Um levantamento inédito aponta que 71 mulheres tiveram seus mandatos cassados ou foram alvo de tentativas de cassação malsucedidas em 19 unidades federativas brasileiras, no período compreendido entre 2015 e 2025. Os dados, divulgados no dia 3 pelo Instituto E Se Fosse Você durante um evento na Assembleia Legislativa de São Paulo (Alesp), integram o estudo intitulado “Mulheres Ameaçadas no Brasil: dos feminicídios às cassações de mandatos (2015-2025)”. O relatório destaca um aumento expressivo de casos a partir de 2019.
Padrão de Cassações e Crescimento Pós-2019
O ano de 2015 não registrou nenhuma ocorrência. O primeiro caso emblemático de grande repercussão ocorreu em 2016, com a deposição da então presidenta da República, Dilma Rousseff. A pesquisa revela uma escalada dos incidentes: 2023 contabilizou 11 casos, enquanto 2024 atingiu um recorde de 30 episódios, refletindo uma intensificação da violência política contra mulheres eleitas.
Perfil das Vítimas e o Contexto do Backlash Político
As vereadoras são as principais vítimas desse tipo de perseguição política, representando 73% das mulheres com cargo eletivo atacadas. Parlamentares estaduais/distritais e federais concentram 20% dos casos. O estudo ressalta que a identidade de gênero, o poder inerente aos seus cargos e a filiação partidária são fatores determinantes para o cerco que enfrentam. A entidade aponta que esse cenário configura o fenômeno que o movimento feminista denomina de ‘backlash’, uma reação organizada contra os avanços sociais e políticos obtidos pelas mulheres.

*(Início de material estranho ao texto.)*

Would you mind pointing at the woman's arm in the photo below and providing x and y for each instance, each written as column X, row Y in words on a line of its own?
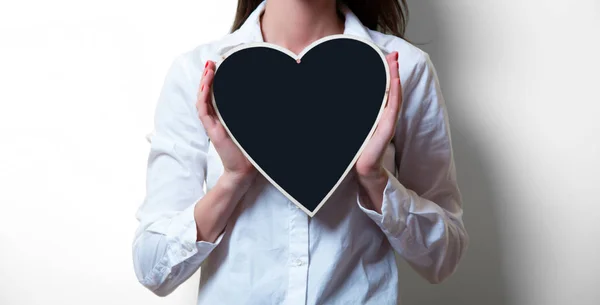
column 420, row 208
column 179, row 225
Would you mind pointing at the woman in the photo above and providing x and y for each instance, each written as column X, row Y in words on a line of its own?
column 254, row 245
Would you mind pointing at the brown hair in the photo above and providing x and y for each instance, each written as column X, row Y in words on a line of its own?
column 387, row 16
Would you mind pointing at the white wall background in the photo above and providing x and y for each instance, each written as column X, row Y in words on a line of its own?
column 78, row 85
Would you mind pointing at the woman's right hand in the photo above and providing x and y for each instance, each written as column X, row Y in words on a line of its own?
column 235, row 163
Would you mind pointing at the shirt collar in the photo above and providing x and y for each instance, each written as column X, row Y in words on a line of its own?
column 250, row 30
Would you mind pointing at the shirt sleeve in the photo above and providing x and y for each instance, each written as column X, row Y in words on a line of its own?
column 422, row 205
column 165, row 251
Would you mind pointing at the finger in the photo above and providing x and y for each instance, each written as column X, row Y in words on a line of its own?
column 388, row 120
column 392, row 60
column 204, row 100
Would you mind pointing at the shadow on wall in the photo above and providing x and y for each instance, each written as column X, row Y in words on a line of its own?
column 479, row 278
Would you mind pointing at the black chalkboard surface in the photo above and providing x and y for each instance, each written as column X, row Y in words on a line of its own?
column 302, row 120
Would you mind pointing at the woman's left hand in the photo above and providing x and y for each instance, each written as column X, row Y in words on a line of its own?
column 369, row 164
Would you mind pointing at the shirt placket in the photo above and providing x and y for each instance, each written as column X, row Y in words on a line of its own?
column 298, row 256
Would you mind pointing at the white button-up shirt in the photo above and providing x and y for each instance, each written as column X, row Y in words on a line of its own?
column 271, row 252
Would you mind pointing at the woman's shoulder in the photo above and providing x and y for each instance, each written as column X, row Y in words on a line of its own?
column 410, row 53
column 193, row 59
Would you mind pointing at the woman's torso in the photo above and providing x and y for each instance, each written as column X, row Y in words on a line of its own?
column 273, row 253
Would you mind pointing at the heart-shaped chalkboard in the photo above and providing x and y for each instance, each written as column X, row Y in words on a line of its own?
column 302, row 120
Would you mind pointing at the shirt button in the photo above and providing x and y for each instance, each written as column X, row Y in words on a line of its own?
column 188, row 247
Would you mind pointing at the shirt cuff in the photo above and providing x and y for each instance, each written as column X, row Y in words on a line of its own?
column 395, row 207
column 183, row 244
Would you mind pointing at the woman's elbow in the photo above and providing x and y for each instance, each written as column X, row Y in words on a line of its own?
column 146, row 261
column 451, row 260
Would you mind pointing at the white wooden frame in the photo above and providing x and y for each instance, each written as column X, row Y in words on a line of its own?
column 298, row 58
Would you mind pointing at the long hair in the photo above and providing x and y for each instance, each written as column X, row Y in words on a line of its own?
column 387, row 16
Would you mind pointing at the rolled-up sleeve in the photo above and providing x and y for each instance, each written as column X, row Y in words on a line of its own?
column 165, row 250
column 421, row 213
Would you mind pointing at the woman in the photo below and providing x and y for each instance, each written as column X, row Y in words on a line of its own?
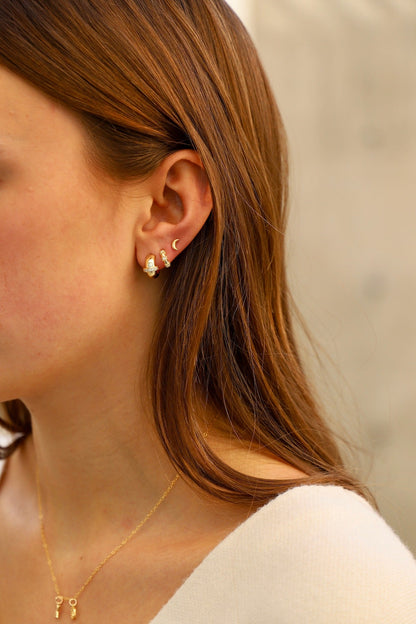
column 171, row 464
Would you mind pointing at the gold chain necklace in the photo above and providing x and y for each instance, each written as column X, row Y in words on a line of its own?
column 73, row 600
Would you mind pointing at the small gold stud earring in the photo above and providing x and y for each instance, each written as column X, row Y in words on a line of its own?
column 164, row 257
column 151, row 269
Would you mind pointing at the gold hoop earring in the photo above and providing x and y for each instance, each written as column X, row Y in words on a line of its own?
column 164, row 257
column 151, row 269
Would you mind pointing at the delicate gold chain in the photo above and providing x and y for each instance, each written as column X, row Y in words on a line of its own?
column 73, row 600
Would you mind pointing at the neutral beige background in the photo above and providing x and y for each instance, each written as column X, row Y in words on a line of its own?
column 344, row 73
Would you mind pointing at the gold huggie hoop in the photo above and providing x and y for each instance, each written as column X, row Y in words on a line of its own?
column 164, row 258
column 151, row 269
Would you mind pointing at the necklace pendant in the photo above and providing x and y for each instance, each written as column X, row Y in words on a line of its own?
column 73, row 603
column 58, row 604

Alinhamento Político e Ideológico dos Envolvidos
A análise dos dados revela um padrão ideológico claro: aproximadamente 40% das mulheres eleitas que tiveram a legitimidade de seu trabalho questionada eram filiadas ao Partido dos Trabalhadores (PT) ou ao Partido Socialismo e Liberdade (PSOL). Em contrapartida, a maioria dos agressores (70%) pertence a siglas do espectro conservador, como Partido Liberal (PL), União Brasil, Partido Progressistas (PP), Partido Social Democrático (PSD) e Movimento Democrático Brasileiro (MDB). Outra característica marcante é que 78% dos agressores são identificados como homens cisgêneros.
Análise da Hostilidade Político-Ideológica
Especialistas envolvidos no estudo afirmam que a incidência dos ataques transcende a condição de gênero, direcionando-se também a posicionamentos políticos e agendas de gênero publicamente assumidas pelas eleitas. A assimetria observada sugere que as cassações resultam de padrões estruturados de hostilidade político-ideológica contra mulheres progressistas, frequentemente orquestradas por bancadas conservadoras. O relatório também aponta que o PT aparece nos dados tanto como partido de algumas vítimas quanto, em menor grau, como agente em conflitos intrapartidários, onde disputas internas levam a tentativas de cassar mandatos de correligionárias.
Em síntese, o estudo conclui que mulheres que desafiam hegemonias políticas locais – seja por suas posições ideológicas, atuação oposicionista ou por representarem uma renovação geracional – tornam-se alvos preferenciais dessa modalidade de violência institucional.